Inoltre, prima nella gestione pandemica ora con riferimento al conflitto in Ucraina, le dinamiche di controllo reciproco hanno giocato un ruolo fondamentale nell’attuale atmosfera poliziesca di ricerca delle responsabilità individuali. Sembra che il modello foucaultiano del Panottico, ovvero l’ostinata pretesa di sorvegliare e correggere il comportamento delle masse da una posizione di privilegiata invisibilità e all’interno di un preciso dispositivo di controllo (la scuola, la prigione, etc.), si sia ribaltato: a ciascun cittadino viene attribuito un potenziale ruolo di controllore.

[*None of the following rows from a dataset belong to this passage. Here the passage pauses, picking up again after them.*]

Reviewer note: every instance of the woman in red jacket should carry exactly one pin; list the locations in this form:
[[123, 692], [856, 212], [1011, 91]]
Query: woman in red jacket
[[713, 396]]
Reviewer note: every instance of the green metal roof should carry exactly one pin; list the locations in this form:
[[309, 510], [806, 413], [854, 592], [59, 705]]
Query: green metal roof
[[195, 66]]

In questo modo la macchina dell’osservazione comportamentale e dell’attribuzione di responsabilità è più efficiente in termini di capillarità e di profitto, perché si avvale di inconsapevoli lavoratori senza salario: i cittadini stessi nei panni di controllori sociali di sé e degli altri.

 

Lo sfruttamento dei corpi

Paura, odio e conformismo sono il mix perfetto per l’assoggettamento mentale e fisico al potere. È un meccanismo ben presente nella propaganda guerrafondaia di questi giorni. Ma lo abbiamo visto anche a partire dal 2019, quando allarmismo, opacità in relazione alla campagna vaccinale e caccia alle streghe (allora il bersaglio erano i cosiddetti no-vax) hanno giocato un ruolo decisivo nel tentativo di dividere la società in basso, deresponsabilizzare il potere e ridurre ancora di più i margini della dialettica democratica.

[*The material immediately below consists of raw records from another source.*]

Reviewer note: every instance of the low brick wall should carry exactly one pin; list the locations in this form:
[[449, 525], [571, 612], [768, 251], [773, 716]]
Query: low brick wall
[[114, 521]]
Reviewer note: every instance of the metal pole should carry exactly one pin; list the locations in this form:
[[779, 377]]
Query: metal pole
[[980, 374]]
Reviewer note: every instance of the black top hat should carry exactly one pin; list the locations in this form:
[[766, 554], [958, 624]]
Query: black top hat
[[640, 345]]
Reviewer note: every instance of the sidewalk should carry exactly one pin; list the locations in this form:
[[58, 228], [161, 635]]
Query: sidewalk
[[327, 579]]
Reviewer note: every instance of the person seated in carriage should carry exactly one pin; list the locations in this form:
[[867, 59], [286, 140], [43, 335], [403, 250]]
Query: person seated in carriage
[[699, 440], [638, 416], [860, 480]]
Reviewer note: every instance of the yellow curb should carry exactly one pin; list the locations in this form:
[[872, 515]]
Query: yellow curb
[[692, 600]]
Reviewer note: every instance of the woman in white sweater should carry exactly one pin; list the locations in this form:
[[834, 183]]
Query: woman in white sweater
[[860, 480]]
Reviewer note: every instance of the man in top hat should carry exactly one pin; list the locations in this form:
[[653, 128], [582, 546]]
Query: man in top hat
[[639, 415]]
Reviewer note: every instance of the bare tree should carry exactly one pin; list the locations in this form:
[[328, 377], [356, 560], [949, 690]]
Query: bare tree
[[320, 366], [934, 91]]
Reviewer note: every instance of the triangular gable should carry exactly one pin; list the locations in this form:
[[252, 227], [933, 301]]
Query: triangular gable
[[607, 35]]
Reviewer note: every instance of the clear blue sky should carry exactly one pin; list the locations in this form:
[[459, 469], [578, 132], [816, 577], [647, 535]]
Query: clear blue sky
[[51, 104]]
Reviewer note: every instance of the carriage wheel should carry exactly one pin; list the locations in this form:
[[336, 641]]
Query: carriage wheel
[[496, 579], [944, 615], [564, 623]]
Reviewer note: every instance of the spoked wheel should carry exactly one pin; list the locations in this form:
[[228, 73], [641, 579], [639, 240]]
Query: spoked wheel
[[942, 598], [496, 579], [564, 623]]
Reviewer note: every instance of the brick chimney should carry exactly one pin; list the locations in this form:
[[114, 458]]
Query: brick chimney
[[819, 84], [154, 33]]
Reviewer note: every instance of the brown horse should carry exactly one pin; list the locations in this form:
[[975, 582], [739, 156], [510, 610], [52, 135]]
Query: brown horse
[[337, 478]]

Come scriveva Michel Foucault in Sorvegliare e punire “il corpo diviene forza utile solo quando è contemporaneamente corpo assoggettato e corpo produttivo.” Lo sfruttamento produttivo dei corpi sarebbe, secondo il filosofo francese, strettamente connesso con l’assoggettamento degli stessi.

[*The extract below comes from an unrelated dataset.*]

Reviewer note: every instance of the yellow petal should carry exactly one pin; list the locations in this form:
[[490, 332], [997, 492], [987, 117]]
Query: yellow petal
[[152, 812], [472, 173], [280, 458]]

Il bios come luogo di espropriazione del profitto aleggia nelle modalità di gestione della crisi da Covid-19 (basti pensare all’assolutizzazione acritica dei vaccini made in Usa) e nell’attuale gestione del conflitto ucraino (da più parti viene la spedizione di soldati al fronte viene giudicata una eventualità più che tollerabile, necessaria per l’ottenimento della “pace”). Mentre salgono i titoli azionari legati alle imprese afferenti al complesso militare-industriale e farmaceutico, si riafferma il principio della sacrificabilità/utilizzabilità dei corpi, sia sul versante guerra e impatto della medesima, sia sul versante trattamenti sanitari e logiche da confinamento domestico. Le vittime reali di queste situazioni emergenziali rimangono naturalmente gli esponenti della classe oppressa e lavoratrice, che continueranno a subire un aumento del caro-vita, precarietà salariale e una compressione delle libertà individuali.